明明想以平等身份谈一谈他为何最近频出问题,却变成了自己被教训,心里竟然觉得程啸说得还没错。
果然自己不适合做家长,因为逻辑不够有力,容易被孩子说服,最终倒戈,和他站在同一阵营。也不知是好还是不好。
换做是陆淮深,恐怕就免不了拿出过来人的威严和姿态,把问题一一挑出,再加一顿训。因为他混到现在,阅历就是底气。
江偌猛然一回神,发现自己连这种事都会想到那人身上,又看向程啸,越发觉得心虚,三言两语打发了他,灰溜溜出去了。
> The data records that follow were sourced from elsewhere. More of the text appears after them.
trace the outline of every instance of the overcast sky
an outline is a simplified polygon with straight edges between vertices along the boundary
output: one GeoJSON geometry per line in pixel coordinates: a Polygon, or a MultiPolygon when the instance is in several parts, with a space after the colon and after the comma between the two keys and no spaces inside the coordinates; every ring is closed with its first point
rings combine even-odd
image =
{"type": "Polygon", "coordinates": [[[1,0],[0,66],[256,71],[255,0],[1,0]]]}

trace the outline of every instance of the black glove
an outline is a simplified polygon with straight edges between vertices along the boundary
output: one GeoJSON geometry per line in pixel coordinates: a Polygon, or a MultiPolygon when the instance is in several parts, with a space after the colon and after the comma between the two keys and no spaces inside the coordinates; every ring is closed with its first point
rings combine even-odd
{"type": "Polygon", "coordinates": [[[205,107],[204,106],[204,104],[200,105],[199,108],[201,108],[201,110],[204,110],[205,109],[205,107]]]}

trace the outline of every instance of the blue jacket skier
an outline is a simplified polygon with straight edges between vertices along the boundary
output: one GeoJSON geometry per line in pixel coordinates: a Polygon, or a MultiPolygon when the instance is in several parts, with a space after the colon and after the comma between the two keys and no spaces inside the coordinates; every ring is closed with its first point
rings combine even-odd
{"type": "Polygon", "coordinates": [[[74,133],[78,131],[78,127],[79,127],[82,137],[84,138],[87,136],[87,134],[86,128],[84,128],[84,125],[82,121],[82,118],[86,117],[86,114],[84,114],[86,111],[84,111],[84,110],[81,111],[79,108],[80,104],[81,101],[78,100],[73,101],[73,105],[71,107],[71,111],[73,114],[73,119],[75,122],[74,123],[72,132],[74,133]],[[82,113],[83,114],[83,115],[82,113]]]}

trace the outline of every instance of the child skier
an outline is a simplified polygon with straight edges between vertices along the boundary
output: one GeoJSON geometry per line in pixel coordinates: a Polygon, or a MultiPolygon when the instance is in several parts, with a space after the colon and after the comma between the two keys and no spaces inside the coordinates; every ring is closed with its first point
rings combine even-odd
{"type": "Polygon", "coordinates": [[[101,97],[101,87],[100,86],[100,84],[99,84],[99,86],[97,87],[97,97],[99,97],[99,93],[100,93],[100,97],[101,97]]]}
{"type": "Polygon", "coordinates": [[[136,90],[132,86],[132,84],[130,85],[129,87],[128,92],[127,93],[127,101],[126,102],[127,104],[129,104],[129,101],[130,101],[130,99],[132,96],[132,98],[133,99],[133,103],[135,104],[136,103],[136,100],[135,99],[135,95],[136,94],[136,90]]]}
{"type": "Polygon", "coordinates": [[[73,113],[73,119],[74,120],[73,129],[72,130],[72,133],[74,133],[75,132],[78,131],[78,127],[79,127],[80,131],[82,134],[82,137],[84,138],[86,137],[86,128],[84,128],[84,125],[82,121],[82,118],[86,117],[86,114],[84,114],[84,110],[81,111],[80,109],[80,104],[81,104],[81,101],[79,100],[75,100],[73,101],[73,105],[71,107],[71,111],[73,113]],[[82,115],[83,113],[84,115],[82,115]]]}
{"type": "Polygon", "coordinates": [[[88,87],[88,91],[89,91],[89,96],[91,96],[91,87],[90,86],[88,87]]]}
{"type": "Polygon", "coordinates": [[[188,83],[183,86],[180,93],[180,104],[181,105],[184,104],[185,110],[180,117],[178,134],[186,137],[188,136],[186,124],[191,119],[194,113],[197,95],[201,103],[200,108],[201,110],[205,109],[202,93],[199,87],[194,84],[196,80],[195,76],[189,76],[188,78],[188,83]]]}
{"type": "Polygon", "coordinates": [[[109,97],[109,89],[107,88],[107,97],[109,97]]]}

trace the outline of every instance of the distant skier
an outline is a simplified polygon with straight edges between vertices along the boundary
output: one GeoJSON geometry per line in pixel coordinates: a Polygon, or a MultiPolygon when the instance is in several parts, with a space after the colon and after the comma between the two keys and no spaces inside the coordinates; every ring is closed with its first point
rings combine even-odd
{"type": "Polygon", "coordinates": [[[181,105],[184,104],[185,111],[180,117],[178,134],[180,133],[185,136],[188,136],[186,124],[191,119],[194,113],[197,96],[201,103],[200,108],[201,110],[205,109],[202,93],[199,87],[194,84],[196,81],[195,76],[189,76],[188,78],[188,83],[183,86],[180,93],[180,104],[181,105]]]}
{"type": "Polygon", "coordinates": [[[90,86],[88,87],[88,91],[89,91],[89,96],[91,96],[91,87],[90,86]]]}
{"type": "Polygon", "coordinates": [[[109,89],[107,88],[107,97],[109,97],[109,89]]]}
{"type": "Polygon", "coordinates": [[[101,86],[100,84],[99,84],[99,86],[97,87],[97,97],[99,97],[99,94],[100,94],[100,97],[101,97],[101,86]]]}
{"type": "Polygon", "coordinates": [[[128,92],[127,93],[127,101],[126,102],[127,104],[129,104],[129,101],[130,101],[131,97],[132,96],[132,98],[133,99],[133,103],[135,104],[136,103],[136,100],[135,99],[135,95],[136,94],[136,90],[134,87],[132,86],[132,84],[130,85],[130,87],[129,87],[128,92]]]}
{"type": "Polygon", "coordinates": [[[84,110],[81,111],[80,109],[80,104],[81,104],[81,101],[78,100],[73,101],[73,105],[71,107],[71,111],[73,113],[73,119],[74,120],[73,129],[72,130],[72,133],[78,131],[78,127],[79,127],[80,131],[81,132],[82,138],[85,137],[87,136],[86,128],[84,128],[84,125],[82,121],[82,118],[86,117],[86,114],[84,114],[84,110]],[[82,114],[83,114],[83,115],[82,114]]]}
睡前准备好明天要穿的衣服,调好闹钟,小腹传来轻微不适,又让她想起昨晚的放纵。
目前陆淮深再想以分居为由起诉离婚是不可能了,虽然代价曾被她列为对策中的下下策。
好歹现在能心安理得的不用去那儿了。
……
陆淮深回到家里,在玄关处换鞋的时候,盯着那鞋柜,忽然发现好像哪里不对劲。
走上楼的时候,看着客房那间紧闭的门,才发现了哪儿不对。
……
江偌昨晚就做好了今天的午餐,小姨中午把菜放进微波炉里热一热就能吃。
当初出院前,江偌就提出想找一个阿姨,白天在家照看,晚上离开,乔惠说什么也不愿意,说不喜欢家里有陌生人走动,自己又不是瘫痪了,在医院待了那么久,该好的都好得差不多,只需要时间修养,自己热一热饭菜还是可以的。
江偌还是不放心,乔惠也坚持不同意,说自己一辈子都在做事,哪能习惯被人伺候?让她成天坐着躺着,对自身恢复也不利。
江偌简直百口莫辩。
离开家钱千叮万嘱要她一定随手带着手机,有事立刻给她打电话。